August 8 2010 Categorized Under: Reviews
The Frances Morrison gallery space, in the downtown library, is not a juried space: that means its first come – first serve, so to speak, for individuals who want to show their work there. And yet, we’ve seen a spate of shows in this space over the last year or so that have showcased work by some very good artists, both emerging and more established: Luke Siemens, Biliana Velkova, and now, Cate Francis. It’s a space that doesn’t pay artist fees, so far as I know, and that tends to run on a shoestring: it reminds me of an artists collective space in Ontario that I belonged to, that also was unjuried, only requiring a membership, and that often had engaging and relevant work – and sometimes utter and complete crap, as we sometimes see here, at the Frances Morrison, as well.
But there’s an immediacy and rawness (and openness) here that you don’t see in Artists Run Centres anymore, if we ever did, as most of those places still program years ahead (literally – blame it on the Canada Council Grant system or some other form of calcification) and often are more concerned with the sexual orientation or gender of the “artists” proposing work than with the quality or relevance therein.

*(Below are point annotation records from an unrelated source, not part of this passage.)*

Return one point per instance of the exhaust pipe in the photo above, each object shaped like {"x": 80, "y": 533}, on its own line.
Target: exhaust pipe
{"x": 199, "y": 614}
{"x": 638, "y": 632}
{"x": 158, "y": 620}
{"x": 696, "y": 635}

And despite the lip service to “emerging” artists, most ARCs are lying, although AKA should be commended on some of its recent choices, such as the Ray Lodoen / Steven Laurie exhibition, but there’s still too many shows in ARCs that are more about “isms” than quality, and that like many “artists” will proclaim their “othered” position from a place of contradictory power, that they are not shy about abusing.
But enough of that: ARCs won’t survive the next decade, as we see all the public money poured into health care, to help the Boomers in their last failed attempt to fend off the reaper. No more arts funding – look at what they’re proposing in the U.K., for a model, and that’s even with Britain having a global voice in culture.
And the saddest things is that I’m not sure I’m sad: when people who receive grants use them to first pay off a bar tab closer to a grand than 500, I am filled with anger and appropriate indignation. Or when tenured faculty is funded, yet that same money could fund several emerging artists, I doubt the intentions – and integrity – of the jurors involved…..
But again, enough of that: Cate Francis’ work, aesthetic and my interview with her on my radio show has made me less “notoriously cranky”….or more exact, less despairing of the art world as we know it.
Cate is a recent graduate of the BFA program at the University of Saskatchewan, and her area has often been in printmaking, and her recent exhibition, Small Monsters, is at the Frances Morrison Library gallery space, on the second floor. Cate’s work is always engaging, comical, and disturbing, and she has work that is within the art world but also beyond it, having been nominated for a Juno in 2007 for her album design work. She is also one of the artists in the upcoming exhibition “This Train : Fine Arts Alumni 1990 – 2010″ that focuses on BFA / MFA alumni of the U of S’s Department of Art and Art History: several of the choices for that show, in the BFA section, are excellent.
The gallery space is arranged so that there are three ‘separate’ bodies of work, although all interrelate, both formally and conceptually: one wall is playing with notions of self portraiture, with irony and self deprecating humour (and wonderful titles like ‘Analog Input’, or ‘New creep aka “dear ravergirrrl69, your moustache is showing’), another is more playing upon notions of fables and stories we’re told as children but ‘updated’ in a way, such as with Alpha Male, of two tweenish boys in a fight (one getting the worse of it) but with both wearing masks / helmets of horned skulls, possibly deer like: the brutality and “groupthink” of youth is clear in these almost Aesop fables – like images that wouldn’t make it into any of the sanitized anthologies we have now (‘Canadian Survival : Goose Harvest’ with its brightly coloured and – do I dare say it? almost candy like and tastey looking entrails…..) . There is always a playful aspect to Francis’ work, but it’s a sense of play like we might see in children pulling the wings off of flies: there are clearly “winners” and “losers” in the child like world that Francis cites, and if you had a childhood like most of us, you have no doubt about what group is which, and who needs to fear the mob, and who leads it. I always love when people talk about the innate goodness of children, when I would cite Robertson Davies in World of Wonders, when one of his characters says he lacks the courage to explore the evil of children…one might say they don’t know any better, hah. This may be why, to paraphrase Camille Paglia from Sexual Personae, I agree that de Sade is a more exact social philosopher than Rousseau – let’s not pretend that we’re good, naturally, without effort, and its too easy to blame it on civilization, as the latter does: or I’d refer you to the 120 Days of Sodom, and how de Sade’s villains are the General, the Bishop, and others whom all have their appropriate “masks” of civility…that may or may not be skulls, horned, and like the ones worn by Francis’ cast of characters.
This is smart, engaging work, well executed, and it gives me hope for the Saskatoon arts community not just because of that, but also because this is not an uncommon thing, to see, whether in the Frances Morrison Gallery or in other places around the city: a young, “emerging” artist showing work, getting their art out there, and not letting the calcification or pandering of the larger community prevent this.